Don’t get me wrong, HDMI is far from perfect. Its connectors lack a locking mechanism, and are often flimsy and unstable. It doesn’t a carry a signal well over long distances. And the ever-changing HDCP encryption protocols sometimes create a handshaking nightmare between devices – especially if you perform any sort of signal switching or splitting somewhere in the chain.
Although HDMI has combined high-def video and multi-channel high-res audio into one cable, we still need separate cords for power and for Ethernet networking. So cable clutter hasn’t been totally eliminated yet. (At least, that’s true through HDMI version 1.3. The newest HDMI v1.4 standard, which is only now starting to be rolled out to home theater gear, adds an Ethernet carrier channel to the cable. Nonetheless, we still need a separate power cord.)
HDBaseT seeks to alleviate some of these problems. The connection will consolidate video, audio, Ethernet, a USB signal, and even power all into one cable. It’s claimed to travel well over longer distances. It supports 3-D video. And the cable itself is a standard Cat-5e/Cat-6 LAN cable that will click into place on both ends. You’re probably already using one right now for your Ethernet connection.
As far as HDCP handshaking, I’m skeptical that there will really be any improvement there. The home video studios are incredibly paranoid about encryption and piracy. I don’t foresee any laxing of those standards. But you never know.

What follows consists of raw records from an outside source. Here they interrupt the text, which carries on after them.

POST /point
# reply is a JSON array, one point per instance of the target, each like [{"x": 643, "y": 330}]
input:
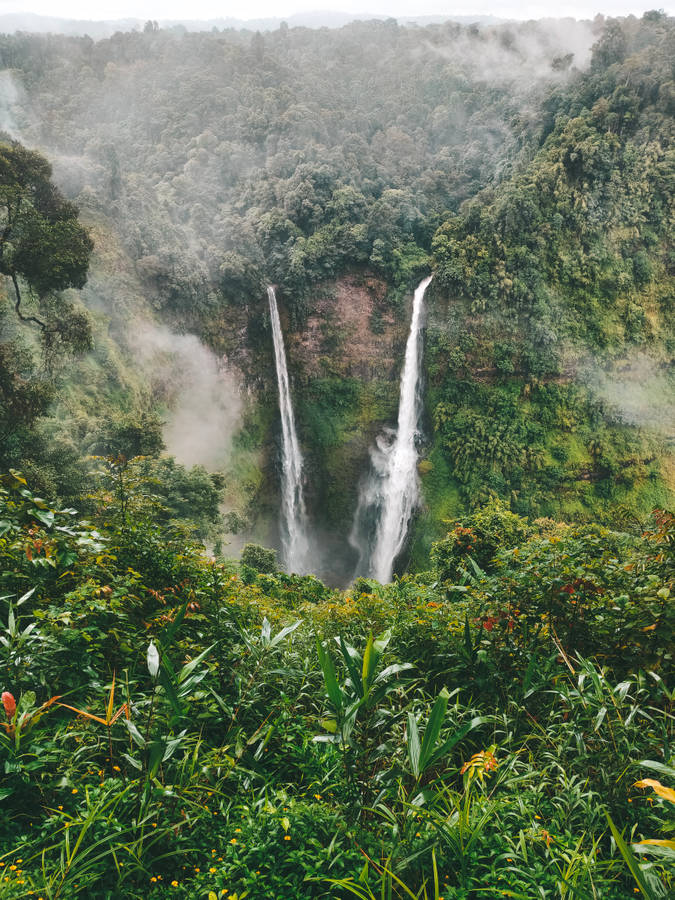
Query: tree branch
[{"x": 17, "y": 306}]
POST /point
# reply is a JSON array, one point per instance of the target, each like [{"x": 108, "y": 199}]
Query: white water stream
[
  {"x": 391, "y": 493},
  {"x": 294, "y": 530}
]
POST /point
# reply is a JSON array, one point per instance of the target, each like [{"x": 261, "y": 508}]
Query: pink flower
[{"x": 9, "y": 703}]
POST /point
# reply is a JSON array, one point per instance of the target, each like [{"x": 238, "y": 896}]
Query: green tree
[{"x": 43, "y": 247}]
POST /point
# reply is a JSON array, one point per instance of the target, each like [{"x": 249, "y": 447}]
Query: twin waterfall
[
  {"x": 294, "y": 539},
  {"x": 391, "y": 492},
  {"x": 389, "y": 496}
]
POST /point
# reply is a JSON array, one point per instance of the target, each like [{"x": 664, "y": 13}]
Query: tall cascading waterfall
[
  {"x": 389, "y": 496},
  {"x": 294, "y": 530}
]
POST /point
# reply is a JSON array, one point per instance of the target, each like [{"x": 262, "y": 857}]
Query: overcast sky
[{"x": 247, "y": 9}]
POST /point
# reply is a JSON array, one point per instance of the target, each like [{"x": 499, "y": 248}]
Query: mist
[
  {"x": 639, "y": 391},
  {"x": 201, "y": 395}
]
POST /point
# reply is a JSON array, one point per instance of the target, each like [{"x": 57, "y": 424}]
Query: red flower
[{"x": 9, "y": 703}]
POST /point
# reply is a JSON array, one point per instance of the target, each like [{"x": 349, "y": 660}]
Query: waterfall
[
  {"x": 295, "y": 543},
  {"x": 391, "y": 493}
]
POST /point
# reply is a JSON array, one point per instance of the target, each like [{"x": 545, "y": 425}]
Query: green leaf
[
  {"x": 631, "y": 860},
  {"x": 188, "y": 668},
  {"x": 289, "y": 629},
  {"x": 433, "y": 728},
  {"x": 445, "y": 748},
  {"x": 352, "y": 658},
  {"x": 45, "y": 516},
  {"x": 135, "y": 733},
  {"x": 369, "y": 663},
  {"x": 329, "y": 677},
  {"x": 414, "y": 747}
]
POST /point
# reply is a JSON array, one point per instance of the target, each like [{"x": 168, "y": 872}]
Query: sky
[{"x": 248, "y": 9}]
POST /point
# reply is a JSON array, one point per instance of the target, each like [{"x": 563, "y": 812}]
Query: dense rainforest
[{"x": 181, "y": 716}]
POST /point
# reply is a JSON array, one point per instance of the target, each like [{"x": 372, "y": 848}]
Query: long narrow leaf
[
  {"x": 413, "y": 742},
  {"x": 433, "y": 729},
  {"x": 631, "y": 860},
  {"x": 329, "y": 677}
]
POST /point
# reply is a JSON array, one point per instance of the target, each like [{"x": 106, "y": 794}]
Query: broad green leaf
[
  {"x": 135, "y": 733},
  {"x": 188, "y": 668},
  {"x": 445, "y": 748},
  {"x": 289, "y": 629}
]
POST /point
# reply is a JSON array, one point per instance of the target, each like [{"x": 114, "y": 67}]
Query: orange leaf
[{"x": 658, "y": 788}]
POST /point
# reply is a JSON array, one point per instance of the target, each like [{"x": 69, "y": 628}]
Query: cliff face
[{"x": 351, "y": 333}]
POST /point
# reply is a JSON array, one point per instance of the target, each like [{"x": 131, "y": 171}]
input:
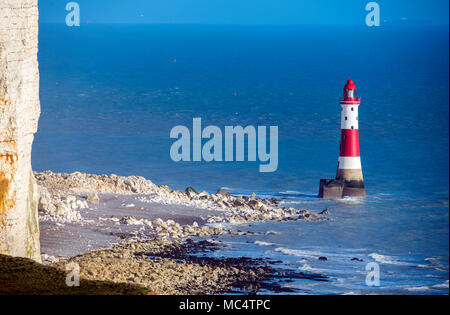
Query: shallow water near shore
[
  {"x": 110, "y": 95},
  {"x": 410, "y": 261}
]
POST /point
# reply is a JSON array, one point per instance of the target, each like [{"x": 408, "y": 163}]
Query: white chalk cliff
[{"x": 19, "y": 114}]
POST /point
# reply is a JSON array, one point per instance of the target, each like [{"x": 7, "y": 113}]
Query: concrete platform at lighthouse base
[{"x": 339, "y": 188}]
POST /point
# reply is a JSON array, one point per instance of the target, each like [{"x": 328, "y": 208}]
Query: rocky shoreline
[
  {"x": 160, "y": 254},
  {"x": 172, "y": 267}
]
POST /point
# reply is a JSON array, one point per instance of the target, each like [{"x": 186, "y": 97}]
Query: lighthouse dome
[{"x": 350, "y": 85}]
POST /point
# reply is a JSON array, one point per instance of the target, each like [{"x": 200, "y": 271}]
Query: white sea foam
[
  {"x": 295, "y": 252},
  {"x": 308, "y": 268},
  {"x": 431, "y": 287},
  {"x": 388, "y": 260},
  {"x": 262, "y": 243}
]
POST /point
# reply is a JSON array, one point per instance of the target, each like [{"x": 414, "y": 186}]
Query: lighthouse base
[{"x": 339, "y": 188}]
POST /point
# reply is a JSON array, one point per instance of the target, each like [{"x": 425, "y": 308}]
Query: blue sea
[{"x": 110, "y": 94}]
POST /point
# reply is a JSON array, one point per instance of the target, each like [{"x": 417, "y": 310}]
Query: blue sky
[{"x": 312, "y": 12}]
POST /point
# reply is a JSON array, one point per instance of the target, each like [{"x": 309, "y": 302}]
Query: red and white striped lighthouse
[{"x": 349, "y": 178}]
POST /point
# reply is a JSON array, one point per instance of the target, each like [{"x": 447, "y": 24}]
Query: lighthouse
[{"x": 349, "y": 180}]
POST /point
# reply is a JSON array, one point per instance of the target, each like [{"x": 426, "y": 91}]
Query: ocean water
[{"x": 110, "y": 94}]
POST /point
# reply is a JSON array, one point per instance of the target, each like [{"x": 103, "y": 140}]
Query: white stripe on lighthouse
[
  {"x": 349, "y": 162},
  {"x": 349, "y": 117}
]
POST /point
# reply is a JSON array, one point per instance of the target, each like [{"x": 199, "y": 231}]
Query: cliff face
[{"x": 19, "y": 113}]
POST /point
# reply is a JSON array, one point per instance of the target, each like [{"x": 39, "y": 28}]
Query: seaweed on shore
[{"x": 262, "y": 276}]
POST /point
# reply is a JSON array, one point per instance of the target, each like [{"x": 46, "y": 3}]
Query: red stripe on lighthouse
[{"x": 349, "y": 142}]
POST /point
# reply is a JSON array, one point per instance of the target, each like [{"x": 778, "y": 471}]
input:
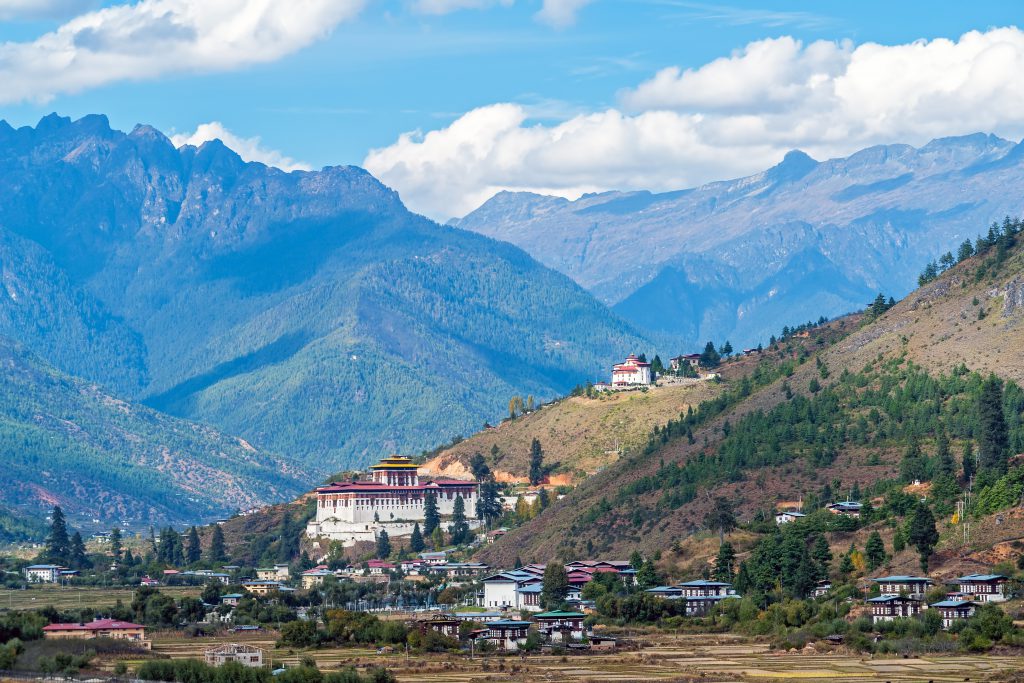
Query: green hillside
[{"x": 68, "y": 441}]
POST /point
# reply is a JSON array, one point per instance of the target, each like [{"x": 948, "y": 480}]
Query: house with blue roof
[
  {"x": 983, "y": 587},
  {"x": 913, "y": 586},
  {"x": 954, "y": 610}
]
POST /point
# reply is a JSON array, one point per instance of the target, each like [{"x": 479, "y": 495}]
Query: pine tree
[
  {"x": 536, "y": 463},
  {"x": 383, "y": 545},
  {"x": 725, "y": 562},
  {"x": 78, "y": 557},
  {"x": 57, "y": 549},
  {"x": 923, "y": 534},
  {"x": 460, "y": 527},
  {"x": 555, "y": 587},
  {"x": 875, "y": 551},
  {"x": 416, "y": 543},
  {"x": 217, "y": 551},
  {"x": 993, "y": 441},
  {"x": 117, "y": 545},
  {"x": 431, "y": 518},
  {"x": 194, "y": 551},
  {"x": 821, "y": 554}
]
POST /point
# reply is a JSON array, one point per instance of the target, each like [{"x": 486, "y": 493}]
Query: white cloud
[
  {"x": 34, "y": 9},
  {"x": 448, "y": 6},
  {"x": 728, "y": 118},
  {"x": 250, "y": 148},
  {"x": 150, "y": 38},
  {"x": 560, "y": 12}
]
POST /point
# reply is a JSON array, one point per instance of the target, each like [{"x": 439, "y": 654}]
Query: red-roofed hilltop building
[
  {"x": 391, "y": 500},
  {"x": 632, "y": 372},
  {"x": 102, "y": 628}
]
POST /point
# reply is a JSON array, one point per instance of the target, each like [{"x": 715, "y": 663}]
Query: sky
[{"x": 450, "y": 101}]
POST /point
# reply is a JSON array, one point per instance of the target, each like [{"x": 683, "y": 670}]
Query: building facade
[
  {"x": 632, "y": 372},
  {"x": 392, "y": 500}
]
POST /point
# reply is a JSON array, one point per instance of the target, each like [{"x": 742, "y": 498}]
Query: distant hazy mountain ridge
[
  {"x": 739, "y": 258},
  {"x": 309, "y": 312}
]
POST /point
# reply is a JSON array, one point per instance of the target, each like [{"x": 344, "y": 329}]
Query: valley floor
[{"x": 662, "y": 657}]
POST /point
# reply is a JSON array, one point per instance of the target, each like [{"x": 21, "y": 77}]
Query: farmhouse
[
  {"x": 392, "y": 500},
  {"x": 954, "y": 610},
  {"x": 103, "y": 628},
  {"x": 632, "y": 372},
  {"x": 244, "y": 654},
  {"x": 889, "y": 607},
  {"x": 984, "y": 587},
  {"x": 915, "y": 587}
]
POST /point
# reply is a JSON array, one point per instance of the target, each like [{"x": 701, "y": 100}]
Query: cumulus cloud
[
  {"x": 34, "y": 9},
  {"x": 155, "y": 37},
  {"x": 560, "y": 12},
  {"x": 250, "y": 148},
  {"x": 728, "y": 118}
]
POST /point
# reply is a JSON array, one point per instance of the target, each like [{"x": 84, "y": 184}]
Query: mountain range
[
  {"x": 736, "y": 260},
  {"x": 309, "y": 313}
]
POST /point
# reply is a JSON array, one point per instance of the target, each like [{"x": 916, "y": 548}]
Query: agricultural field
[
  {"x": 664, "y": 657},
  {"x": 73, "y": 597}
]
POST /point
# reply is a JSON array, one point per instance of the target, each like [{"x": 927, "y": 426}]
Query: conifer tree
[
  {"x": 536, "y": 463},
  {"x": 725, "y": 562},
  {"x": 431, "y": 518},
  {"x": 57, "y": 549},
  {"x": 875, "y": 551},
  {"x": 194, "y": 551},
  {"x": 117, "y": 545},
  {"x": 416, "y": 543},
  {"x": 993, "y": 440},
  {"x": 78, "y": 557},
  {"x": 383, "y": 545},
  {"x": 217, "y": 551},
  {"x": 460, "y": 527},
  {"x": 555, "y": 586},
  {"x": 923, "y": 534}
]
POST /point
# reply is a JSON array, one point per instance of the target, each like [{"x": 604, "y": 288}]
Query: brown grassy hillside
[{"x": 972, "y": 314}]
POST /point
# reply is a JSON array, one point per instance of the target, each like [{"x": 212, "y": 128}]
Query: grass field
[
  {"x": 668, "y": 657},
  {"x": 71, "y": 597}
]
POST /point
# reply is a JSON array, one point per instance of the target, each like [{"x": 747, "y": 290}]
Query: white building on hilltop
[
  {"x": 392, "y": 501},
  {"x": 632, "y": 372}
]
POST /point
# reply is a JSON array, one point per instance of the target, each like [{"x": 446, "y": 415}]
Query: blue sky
[{"x": 390, "y": 68}]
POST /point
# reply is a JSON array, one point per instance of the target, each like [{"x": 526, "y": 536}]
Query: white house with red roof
[
  {"x": 632, "y": 372},
  {"x": 391, "y": 500}
]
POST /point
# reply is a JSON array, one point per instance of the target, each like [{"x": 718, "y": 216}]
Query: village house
[
  {"x": 507, "y": 635},
  {"x": 560, "y": 627},
  {"x": 103, "y": 628},
  {"x": 915, "y": 587},
  {"x": 889, "y": 607},
  {"x": 983, "y": 587},
  {"x": 846, "y": 508},
  {"x": 230, "y": 599},
  {"x": 247, "y": 655},
  {"x": 442, "y": 624},
  {"x": 632, "y": 372},
  {"x": 262, "y": 587},
  {"x": 788, "y": 516},
  {"x": 691, "y": 359},
  {"x": 953, "y": 610},
  {"x": 43, "y": 573},
  {"x": 392, "y": 500}
]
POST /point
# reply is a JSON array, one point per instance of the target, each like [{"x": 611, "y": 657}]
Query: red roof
[{"x": 97, "y": 625}]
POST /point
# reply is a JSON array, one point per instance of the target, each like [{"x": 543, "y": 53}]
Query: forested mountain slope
[
  {"x": 736, "y": 259},
  {"x": 899, "y": 397},
  {"x": 66, "y": 441},
  {"x": 309, "y": 312}
]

What will be even more problematic is the need to actually upgrade all of our equipment to new devices that support this connection type. We’ll need new Blu-ray players, new game consoles, new A/V receivers, new TVs, and new anything else that might fall in between. Many consumers are still getting used to the idea of HDMI in the first place. This may simply be too soon for a major overhaul of the standard, even if it does turn out to be technologically superior.
On the other hand, HDBaseT may be well timed to coincide with the introduction of 3-D to the market. 3-D video requires at least HDMI v1.4, and can’t be transmitted by prior versions. Consumers interested in 3-D will be required to upgrade much of their equipment anyway.
It’s not like this is the first attempt to replace HDMI, though. Previous efforts have failed to gain widespread industry acceptance. In its favor, the coalition behind HDBaseT includes major powerhouse players Sony, Samsung, and LG. Will those big names be enough to give it traction in the marketplace? We can only wait and see.